An application of min-max characterization of eigenvalues

Question

Let $(M,g_0)$ be a $n$-dimensional closed Riemannian manifold with a Riemannian covering $(\widetilde{M},\widetilde{g}_0)$. Let

$$ \mathcal{V}_{ab}=\{g\colon a^2 g_0\leq g\leq b^2 g_0\}, \quad \text{where} \ 0<a^2<1<b^2. $$

My question is that: for all $g\in\mathcal{V}_{ab}$ and for all $k\in\mathbb{N}$, why does the following estimate of $k$-th eigenvalue of Laplacian hold

$$ \frac{a^n}{b^{n+2}} \lambda_k(\widetilde{g}_0) \leq \lambda_k (\widetilde{g}) \leq \frac{b^n}{a^{n+2}} \lambda_k(\widetilde{g}_0) $$

by min-max characteristic of spectrum of Laplacian? Could you please give me more details? Thanks in advance.

Answer 1

There is no need to consider a Riemannian cover here so I’m not sure what role that plays. As such, I will drop the tildes from the metrics.

The key idea is the classical result that it is possible to characterize the $k$-th eigenvalue as the following min-max problem.

$$\lambda_k = \inf_{V \subset C^2(M), \, dim(V) = k} \max_{f \in V \backslash \{0\}} \frac{\int_M |\nabla f|^2 \,dVol} {\int_M f^2\, dVol}$$

Intuitively, the infimum is realized when $V$ is the subspace spanned by the first $k$-eigenfunctions and then the maximization picks out the largest value of the Raleigh quotient. For simplicity denote the integral quotient in the previous equation as $R(f)$.

To prove the inequalities in your question, first consider a single function $f \in C^2(M)$. We then have that the Raleigh quotient satisfies $$ \frac{\int_M \frac{1}{b^2} |\nabla f|_g^2 \, \frac{1}{b^n} dVol_g} {\int_M f^2\, \frac{1}{a^n} dVol_g} \leq \frac{\int_M |\nabla f|_{g_0}^2 \,dVol_{g_0}} {\int_M f^2\, dVol_{g_0}}, $$ which follows from bounds on the metric and the way that the volume form and gradient scale with the metric. Note that the left hand side is simply $\frac{a^n}{b^{n+2}}$ times the Rayleigh quotient with respect to $g$.

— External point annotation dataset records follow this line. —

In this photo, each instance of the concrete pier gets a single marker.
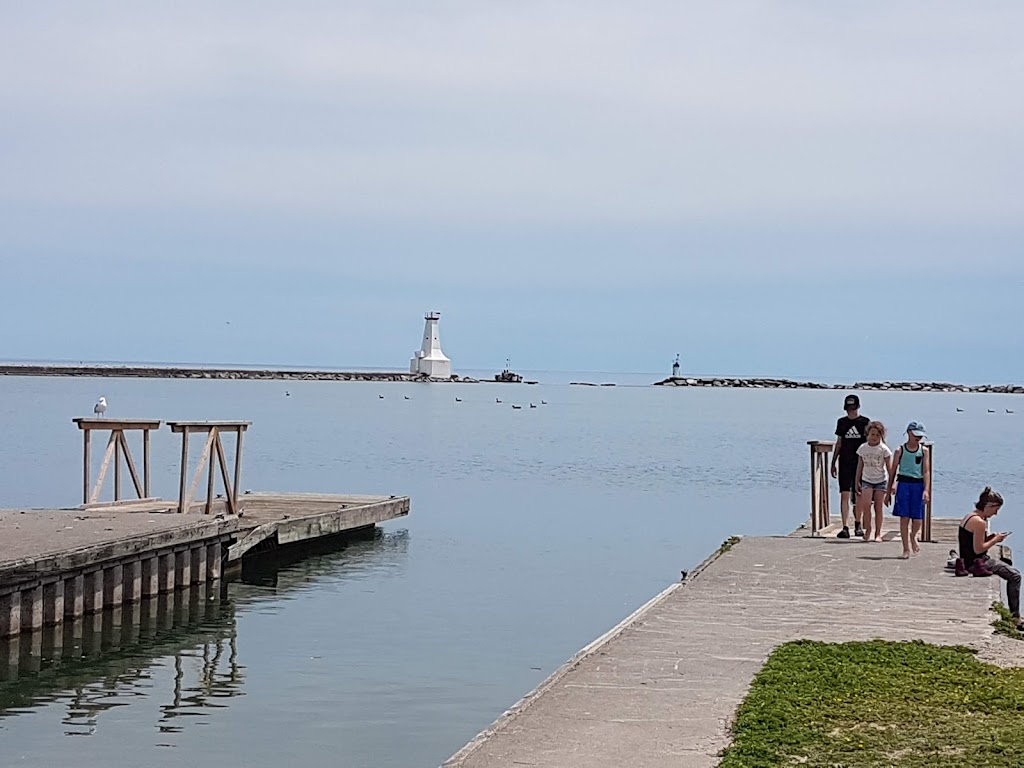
(662, 687)
(57, 565)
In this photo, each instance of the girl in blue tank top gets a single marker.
(913, 486)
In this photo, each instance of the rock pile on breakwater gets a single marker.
(895, 386)
(160, 372)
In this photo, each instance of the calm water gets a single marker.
(531, 531)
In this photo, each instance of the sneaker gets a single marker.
(980, 567)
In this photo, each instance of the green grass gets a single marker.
(879, 704)
(1005, 623)
(728, 544)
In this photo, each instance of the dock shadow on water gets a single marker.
(180, 649)
(96, 663)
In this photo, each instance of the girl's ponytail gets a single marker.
(988, 497)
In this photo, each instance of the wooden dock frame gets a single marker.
(116, 445)
(212, 429)
(820, 450)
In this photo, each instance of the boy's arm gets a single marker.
(928, 474)
(892, 474)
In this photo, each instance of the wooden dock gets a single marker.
(660, 688)
(57, 564)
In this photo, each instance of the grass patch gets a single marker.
(879, 704)
(1005, 623)
(728, 544)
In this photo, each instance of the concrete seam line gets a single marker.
(519, 707)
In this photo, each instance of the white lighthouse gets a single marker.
(430, 360)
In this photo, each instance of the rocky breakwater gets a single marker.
(726, 381)
(893, 386)
(921, 386)
(160, 372)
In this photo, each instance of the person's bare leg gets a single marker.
(880, 513)
(904, 535)
(864, 513)
(844, 508)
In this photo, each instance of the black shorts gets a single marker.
(847, 474)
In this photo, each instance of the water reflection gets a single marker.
(178, 650)
(100, 662)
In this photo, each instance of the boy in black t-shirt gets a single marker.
(851, 433)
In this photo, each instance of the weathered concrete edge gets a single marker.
(509, 716)
(332, 522)
(113, 549)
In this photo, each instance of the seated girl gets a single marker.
(975, 543)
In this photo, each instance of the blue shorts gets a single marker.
(909, 500)
(866, 486)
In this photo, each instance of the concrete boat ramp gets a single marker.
(660, 688)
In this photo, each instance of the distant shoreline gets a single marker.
(258, 374)
(882, 386)
(282, 374)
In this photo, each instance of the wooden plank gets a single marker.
(117, 464)
(236, 488)
(118, 423)
(145, 463)
(87, 464)
(206, 426)
(199, 471)
(228, 491)
(102, 469)
(148, 504)
(182, 502)
(211, 443)
(131, 466)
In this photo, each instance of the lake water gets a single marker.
(531, 532)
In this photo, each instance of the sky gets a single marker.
(791, 188)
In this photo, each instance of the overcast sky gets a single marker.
(803, 188)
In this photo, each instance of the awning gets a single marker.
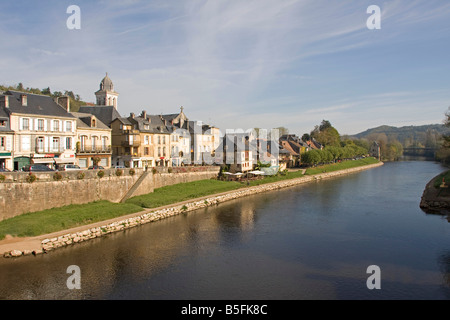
(257, 172)
(43, 160)
(64, 160)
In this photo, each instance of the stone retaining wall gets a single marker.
(18, 196)
(155, 215)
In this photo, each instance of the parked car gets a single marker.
(68, 167)
(37, 167)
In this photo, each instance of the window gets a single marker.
(55, 144)
(68, 143)
(83, 142)
(40, 144)
(26, 143)
(25, 124)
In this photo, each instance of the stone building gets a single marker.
(93, 141)
(106, 96)
(6, 139)
(44, 129)
(375, 150)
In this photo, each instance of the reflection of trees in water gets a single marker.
(444, 265)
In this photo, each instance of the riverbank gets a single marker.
(436, 196)
(15, 247)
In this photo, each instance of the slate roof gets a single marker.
(4, 115)
(36, 105)
(105, 114)
(84, 121)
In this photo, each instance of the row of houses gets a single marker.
(41, 129)
(241, 152)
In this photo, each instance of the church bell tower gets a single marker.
(106, 96)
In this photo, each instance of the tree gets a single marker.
(46, 91)
(282, 131)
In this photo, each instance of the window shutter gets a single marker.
(8, 143)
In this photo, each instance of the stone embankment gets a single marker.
(49, 244)
(436, 200)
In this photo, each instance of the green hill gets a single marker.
(409, 136)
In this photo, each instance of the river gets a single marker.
(313, 241)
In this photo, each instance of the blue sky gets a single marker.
(241, 64)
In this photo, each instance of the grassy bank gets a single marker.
(341, 166)
(57, 219)
(444, 175)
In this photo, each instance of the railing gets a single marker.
(133, 143)
(94, 149)
(39, 150)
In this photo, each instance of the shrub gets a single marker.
(31, 178)
(57, 176)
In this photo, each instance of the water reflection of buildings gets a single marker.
(134, 255)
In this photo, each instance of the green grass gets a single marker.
(57, 219)
(52, 220)
(444, 175)
(341, 166)
(183, 191)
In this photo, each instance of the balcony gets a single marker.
(134, 143)
(41, 150)
(94, 149)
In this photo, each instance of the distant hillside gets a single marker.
(409, 136)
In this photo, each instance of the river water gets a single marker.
(313, 241)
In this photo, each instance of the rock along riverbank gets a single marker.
(45, 243)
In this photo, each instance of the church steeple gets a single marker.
(106, 96)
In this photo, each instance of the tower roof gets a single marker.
(106, 84)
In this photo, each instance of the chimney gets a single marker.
(64, 102)
(4, 101)
(24, 99)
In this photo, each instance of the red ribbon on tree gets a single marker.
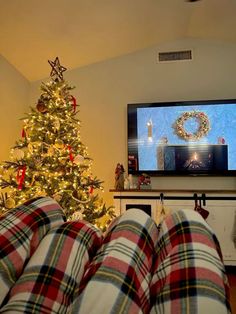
(20, 176)
(73, 102)
(70, 153)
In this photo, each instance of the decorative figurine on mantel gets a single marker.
(119, 177)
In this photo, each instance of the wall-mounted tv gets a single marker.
(182, 138)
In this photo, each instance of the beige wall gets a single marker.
(103, 91)
(14, 96)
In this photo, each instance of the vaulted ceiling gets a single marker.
(82, 32)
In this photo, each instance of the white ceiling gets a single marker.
(82, 32)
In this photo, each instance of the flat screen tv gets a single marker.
(182, 138)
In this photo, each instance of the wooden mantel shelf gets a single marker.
(174, 191)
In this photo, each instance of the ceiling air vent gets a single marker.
(174, 56)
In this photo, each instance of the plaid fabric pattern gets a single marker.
(21, 230)
(189, 276)
(49, 280)
(118, 279)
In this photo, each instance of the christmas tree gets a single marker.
(50, 160)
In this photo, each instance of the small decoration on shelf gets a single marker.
(119, 177)
(144, 182)
(203, 128)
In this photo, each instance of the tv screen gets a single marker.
(182, 138)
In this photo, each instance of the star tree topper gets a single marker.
(57, 69)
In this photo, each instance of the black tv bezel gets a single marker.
(132, 136)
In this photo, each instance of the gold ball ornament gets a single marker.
(56, 124)
(78, 159)
(57, 197)
(51, 151)
(10, 203)
(59, 144)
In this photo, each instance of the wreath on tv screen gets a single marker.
(203, 125)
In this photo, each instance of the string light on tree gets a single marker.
(50, 159)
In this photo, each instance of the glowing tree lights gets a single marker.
(50, 160)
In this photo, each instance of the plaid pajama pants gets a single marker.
(136, 267)
(21, 231)
(51, 276)
(188, 275)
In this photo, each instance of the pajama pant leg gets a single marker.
(49, 280)
(118, 279)
(21, 230)
(189, 275)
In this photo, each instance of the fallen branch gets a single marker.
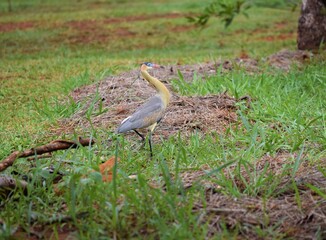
(47, 148)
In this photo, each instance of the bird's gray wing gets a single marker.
(146, 115)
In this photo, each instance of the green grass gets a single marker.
(40, 65)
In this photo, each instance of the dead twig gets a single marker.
(47, 148)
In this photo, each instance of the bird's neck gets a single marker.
(160, 87)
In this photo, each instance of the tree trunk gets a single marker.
(312, 24)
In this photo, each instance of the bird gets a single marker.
(149, 114)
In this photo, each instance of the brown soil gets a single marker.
(280, 37)
(142, 18)
(12, 26)
(282, 213)
(122, 94)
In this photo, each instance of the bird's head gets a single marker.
(147, 65)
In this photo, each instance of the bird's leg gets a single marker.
(150, 143)
(140, 135)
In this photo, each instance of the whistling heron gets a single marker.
(151, 112)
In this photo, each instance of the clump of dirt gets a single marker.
(285, 59)
(122, 94)
(12, 26)
(282, 212)
(116, 97)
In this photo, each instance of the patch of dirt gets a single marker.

To obtain the first inequality, we then consider the space $V$ spanned by the first $k$ eigenfunctions with respect to $g_0$. From the previous inequality, we have that for every $f \in V$, $\frac{a^n}{b^{n+2}} R_g(f) \leq R_{g_0}(f)$. For the function $f_k \in V$ which maximizes the quantity $$\frac{\int_M |\nabla f_k|_g^2 \, dVol_g} {\int_M f_k^2\, dVol_g},$$ we must have that $$\frac{a^n}{b^{n+2}} R_g(f_k) \leq R_{g_0}(f_k) \leq \max_{f \in V} R_{g_0}(f) = \lambda_k(g_0),$$ where the final inequality holds by the definition of $V$. To finish the proof, we note that $V$ might not be the subspace which realizes the infimum of the Rayleigh quotient with respect to $g$, so we need to minimize the left hand side over all subspaces. However, doing so makes the Rayleigh quotient smaller, so we find the desired inequality $$\frac{a^n}{b^{n+2}} \lambda_k(g) \leq \lambda_k(g_0).$$

For the other inequality, we simply switch the roles of $g$ and $g_0$ and argue in the same way.